# depuis / dès



## suri

Salut,

J'ai un problème dans cette phrase, je dois choisir "depuis" ou "dès"... je ne vois pas la differénce (une seule option est correcte) 

""une adresse électronique et une adresse postale sont disponibles dès/depuis vendredi 6 février pour attirer l'attention[...]"

Merci beaucoup!!

*Note des modérateurs :* Un grand nombre de fils ont été fusionnés pour créer celui-ci. Merci de bien vouloir ne discuter que de _depuis_ et _dès_ ici. Pour d'autres prépositions, voir le fil depuis / dès / à partir de / après.


----------



## Miranda V.

"une adresse électronique et une adresse postale sont disponibles *depuis* vendredi 6 février pour attirer l'attention [...]"
(On est le 19 mai au moment où on écrit ces lignes et les adresses sont déjà disponibles depuis un certain temps)

Par contre, si ces adresses n'ont pas encore été mises en place et qu'on est, par exemple, le 15 janvier, on dira en utilisant le futur : 
"une adresse électronique et une adresse postale seront disponibles *dès* vendredi 6 février pour attirer l'attention[...]"


----------



## RASF_Br

Bonjour,

Je me demande l'exacte différence entre les prepositions "dès" e "depuis".
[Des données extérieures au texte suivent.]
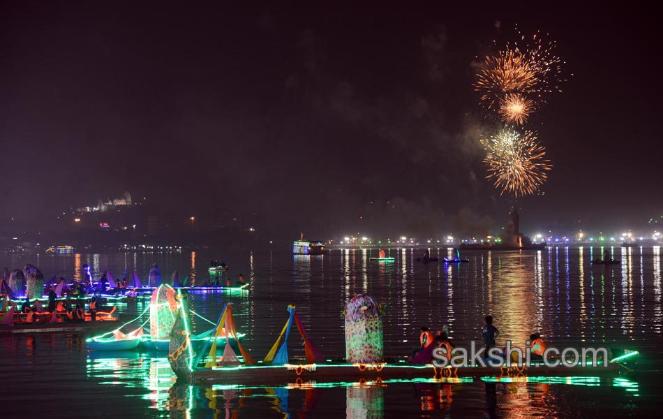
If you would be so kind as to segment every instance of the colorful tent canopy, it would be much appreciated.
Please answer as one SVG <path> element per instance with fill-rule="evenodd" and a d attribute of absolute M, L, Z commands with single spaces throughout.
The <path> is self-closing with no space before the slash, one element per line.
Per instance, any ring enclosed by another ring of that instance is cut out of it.
<path fill-rule="evenodd" d="M 65 283 L 64 279 L 60 279 L 60 281 L 57 283 L 57 285 L 55 286 L 55 295 L 58 298 L 62 297 L 63 290 L 67 289 L 67 284 Z"/>
<path fill-rule="evenodd" d="M 16 299 L 14 291 L 12 291 L 11 287 L 9 286 L 4 278 L 0 279 L 0 294 L 6 294 L 12 300 Z"/>
<path fill-rule="evenodd" d="M 255 364 L 256 362 L 253 358 L 248 355 L 248 353 L 244 350 L 241 344 L 239 343 L 239 338 L 237 337 L 237 330 L 234 324 L 234 318 L 232 316 L 232 308 L 230 304 L 228 304 L 225 305 L 225 308 L 223 309 L 223 312 L 221 313 L 218 322 L 216 323 L 216 328 L 214 331 L 214 339 L 212 339 L 211 348 L 207 355 L 207 361 L 205 362 L 205 367 L 211 368 L 212 367 L 217 366 L 216 338 L 223 335 L 224 330 L 226 336 L 225 347 L 223 348 L 223 355 L 221 358 L 221 365 L 230 366 L 240 364 L 239 359 L 237 358 L 237 354 L 235 354 L 232 348 L 230 347 L 231 337 L 234 337 L 237 343 L 237 348 L 239 348 L 239 352 L 244 358 L 244 363 L 247 365 Z M 207 345 L 206 344 L 200 353 L 204 353 L 207 348 Z"/>
<path fill-rule="evenodd" d="M 15 309 L 15 306 L 12 306 L 6 313 L 0 314 L 0 325 L 5 325 L 8 326 L 14 325 Z"/>
<path fill-rule="evenodd" d="M 304 328 L 304 325 L 301 324 L 301 321 L 299 319 L 299 316 L 297 313 L 295 307 L 292 304 L 288 306 L 288 311 L 290 314 L 290 316 L 288 318 L 288 321 L 285 323 L 285 325 L 283 326 L 283 330 L 281 330 L 281 335 L 278 335 L 278 337 L 276 339 L 276 341 L 274 342 L 271 349 L 269 353 L 267 353 L 267 356 L 265 357 L 265 359 L 262 360 L 262 362 L 265 363 L 274 364 L 288 363 L 289 358 L 288 355 L 288 337 L 290 335 L 290 326 L 292 324 L 293 320 L 297 325 L 299 335 L 304 339 L 304 351 L 306 355 L 306 362 L 309 364 L 324 362 L 325 358 L 322 357 L 322 354 L 320 353 L 320 351 L 318 350 L 318 348 L 315 347 L 315 345 L 313 344 L 313 341 L 311 340 L 311 338 L 308 337 L 308 334 L 306 334 L 306 331 Z M 276 352 L 276 349 L 278 348 L 279 344 L 281 344 L 282 341 L 283 344 L 281 346 L 281 348 L 278 349 L 278 352 Z"/>
<path fill-rule="evenodd" d="M 108 270 L 106 270 L 106 272 L 104 272 L 104 274 L 106 276 L 106 279 L 108 280 L 108 288 L 114 288 L 117 286 L 115 284 L 115 281 L 113 281 L 113 277 L 110 276 L 110 272 L 108 272 Z"/>
<path fill-rule="evenodd" d="M 140 284 L 140 279 L 138 279 L 138 274 L 136 273 L 136 270 L 131 270 L 131 274 L 133 277 L 133 288 L 142 288 L 142 284 Z"/>

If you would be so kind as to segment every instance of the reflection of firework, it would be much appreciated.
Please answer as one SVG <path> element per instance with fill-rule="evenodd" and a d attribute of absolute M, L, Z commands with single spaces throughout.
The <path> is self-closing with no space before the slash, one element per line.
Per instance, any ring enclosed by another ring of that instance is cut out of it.
<path fill-rule="evenodd" d="M 517 198 L 534 193 L 548 178 L 546 172 L 553 166 L 536 140 L 532 131 L 505 129 L 482 141 L 488 151 L 484 159 L 489 171 L 486 179 L 493 181 L 500 195 L 508 191 Z"/>
<path fill-rule="evenodd" d="M 520 94 L 509 94 L 500 100 L 498 113 L 502 115 L 502 120 L 505 122 L 522 125 L 533 110 L 533 101 Z"/>

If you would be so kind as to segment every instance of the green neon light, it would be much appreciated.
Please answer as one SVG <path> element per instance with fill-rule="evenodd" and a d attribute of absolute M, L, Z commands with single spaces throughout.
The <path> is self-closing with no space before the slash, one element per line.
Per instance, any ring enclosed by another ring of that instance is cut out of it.
<path fill-rule="evenodd" d="M 193 371 L 193 367 L 192 364 L 193 363 L 193 349 L 191 348 L 191 339 L 189 332 L 188 327 L 188 319 L 187 318 L 185 312 L 186 311 L 186 307 L 184 304 L 184 300 L 181 298 L 181 293 L 179 290 L 177 290 L 177 295 L 179 296 L 179 300 L 181 301 L 181 309 L 179 311 L 180 316 L 182 320 L 182 322 L 184 324 L 184 332 L 186 333 L 186 340 L 188 341 L 188 344 L 187 346 L 187 350 L 188 351 L 188 362 L 186 363 L 186 367 L 188 368 L 189 372 Z"/>
<path fill-rule="evenodd" d="M 628 350 L 627 350 L 627 351 L 628 351 Z M 632 351 L 629 351 L 628 353 L 625 353 L 624 355 L 621 355 L 621 356 L 618 356 L 618 357 L 616 358 L 613 358 L 613 359 L 610 360 L 610 363 L 611 363 L 611 364 L 613 364 L 613 363 L 615 363 L 615 362 L 620 362 L 620 361 L 623 361 L 623 360 L 625 360 L 625 359 L 627 359 L 627 358 L 631 358 L 632 356 L 635 356 L 636 355 L 638 355 L 639 353 L 640 353 L 638 352 L 637 351 L 633 351 L 632 352 Z"/>
<path fill-rule="evenodd" d="M 382 381 L 366 381 L 362 382 L 336 381 L 334 383 L 316 383 L 315 381 L 304 381 L 301 385 L 288 384 L 285 385 L 244 385 L 243 384 L 213 384 L 212 390 L 240 390 L 243 388 L 332 388 L 337 387 L 370 386 L 375 384 L 396 384 L 396 383 L 472 383 L 472 378 L 392 378 Z"/>

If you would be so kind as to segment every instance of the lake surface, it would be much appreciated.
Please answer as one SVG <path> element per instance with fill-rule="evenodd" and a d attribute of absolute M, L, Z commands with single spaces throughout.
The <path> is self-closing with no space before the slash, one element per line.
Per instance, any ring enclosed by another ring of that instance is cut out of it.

On dirait, bien sûr, "Il parle à son ami *depuis* une bonne heure" et "*Dès* demain, je commencerai à étudier chimie", mais est-ce que dans la phrase:

"*Depuis* mon arrivée à Paris, il pleut tout le temps."

on peut échanger le mot "depuis" pour "dès"?

Je remercie votre aide.


----------



## mickaël

Bonsoir et bienvenue au forum

*Depuis *sert à exprimer un moment précis dans le passé ou bien une durée, alors que *dès* ne sert qu'à exprimer un moment précis dans le passé ou le futur.

Dans la phrase _"*Depuis* mon arrivée à Paris, il pleut tout le temps." ;_
on ne peut pas remplacer par dès, parce ce que depuis ici indique une durée. C'est du moment de l'arrivée jusqu'à maintenant qu'il pleut. Et ça dès ne peut pas l'exprimer. 

Sinon lorsque dès et depuis ont le même sens, la seule différence entre eux je pense que c'est que dès donne plus d'importance au moment que depuis.


Attends un peu pour voir s'il n'y a pas d'autres avis.


----------



## Gévy

Bonjour,

1. Dès = au moment même, immédiatement quand;  et n'implique pas du tout une idée de durée. 

Exemples:

- Je te téléphonerai dès que j'arriverai à la maison/dès mon arrivée à la maison.
- Dès que j'ai su la nouvelle, j'ai couru à l'hôpital.
- Je vous donnerai les clés de l'appartement dès que vous me paierez les deux premiers mois de loyer/dès le paiement des deux premiers loyers.
- Dès que je l'ai vu, j'ai su qu'il se passait quelque chose.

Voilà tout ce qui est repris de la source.